Kurzvideo eines Ueberfluges von der Staumauer bis nach St. Martin:
Eine historische Calfeisental-Ansicht um 1939 Richtung Gigerwald, heute im Stausee:
[Staatsarchiv St. Gallen.]
Der Eingang ins Calfeisental führte noch nicht wie heute durch die Schlucht:
Bild: Vättis um 1900 mit deutlich sichtbarem hoch gelegenem Zugang zum Calfeisental.

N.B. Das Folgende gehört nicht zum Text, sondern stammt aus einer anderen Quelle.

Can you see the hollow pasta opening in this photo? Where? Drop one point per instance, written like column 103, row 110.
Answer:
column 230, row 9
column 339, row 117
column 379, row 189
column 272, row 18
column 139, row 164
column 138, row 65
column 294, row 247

1908 wurde die Calfeisental-Strasse durch die Tamina-Schlucht hinter Vättis bis St. Martin eröffnet. An diese Zeit mag auch die noch heute bestehende Mariengrotte (Felsnische als Wegkapelle) kurz nach dem Schluchteingang erinnern:
Die wohl über 100-jährige Mariengrotte, heute beim raschen Vorbeifahren leider meist nicht wahrgenommen.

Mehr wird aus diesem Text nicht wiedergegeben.